In a Press release, the group revealed that the combined entity of Howden Tiger Fac will ‘consolidate Howden Tiger’s leading London market position’, placing premiums in excess of $1 billion of Facultative reinsurance premiums into the market. The division, which will be led in London by its newly named president Gordon Craig will contain specialists from Energy, Power, Construction, Casualty, Property, Consortia and Facultative Facility specialisms.
Globally, the combined entity will be chaired by Elliot Richardson, with a board made up of Luigi Boglione, Marenco Scholz, Dougal Kerr, Stuart Beatty, Lewis Kirby, Sam Gardner, Akshay Reddy and Greg Curtis.
The group noted that the news builds on the integrated approach taken during the recent launch of Howden Tiger SabRE, and reflects Howden Tiger’s commitment to delivering more choice for clients.
Commenting on the alignment, Elliot Richardson, vice chair and chair of International, Howden Tiger, said that alongside its Treaty, Analytics and Capital Advisory business, the creation of Howden Tiger Fac is the next stage in the business’s buildout following the launch of Howden Tiger SabRE.

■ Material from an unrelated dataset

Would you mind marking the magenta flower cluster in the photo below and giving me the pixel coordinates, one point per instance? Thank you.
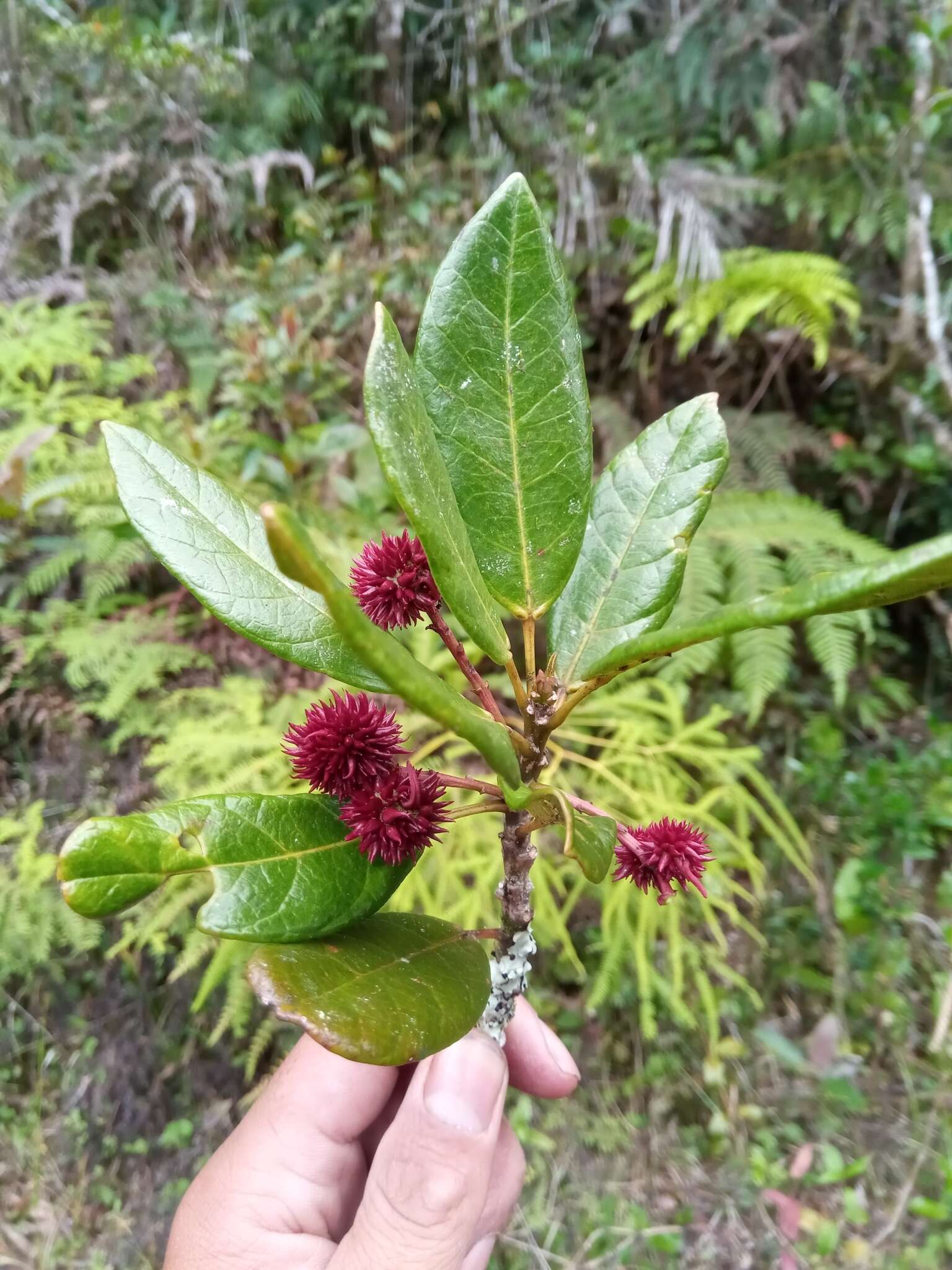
(656, 855)
(350, 747)
(392, 582)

“Having aligned our Binder and MGA teams under Stephen Greener,” he said, “Howden Tiger Fac assembles all our Facultative, Consortia and Facilities expertise in one group, enabling us to support our clients and their specific requirements, and giving them the most effective access to all forms of reinsurance capital for Facultative and MGA business. Clients now require tailored solutions and Howden Tiger, due to our unique structure and capabilities, will deliver this like no other.”
Rob Bredahl, CEO of Howden Tiger, also commented on the change and highlighted that the aligned capabilities, talent and expertise of Howden Tiger Fac will serve to make it the “standout Facultative reinsurance broker in the market”.
He added: “This combined reinsurance business will be the difference the market wants, bringing a competitive advantage to current and future clients, and acting as a magnet for talent in the reinsurance market.”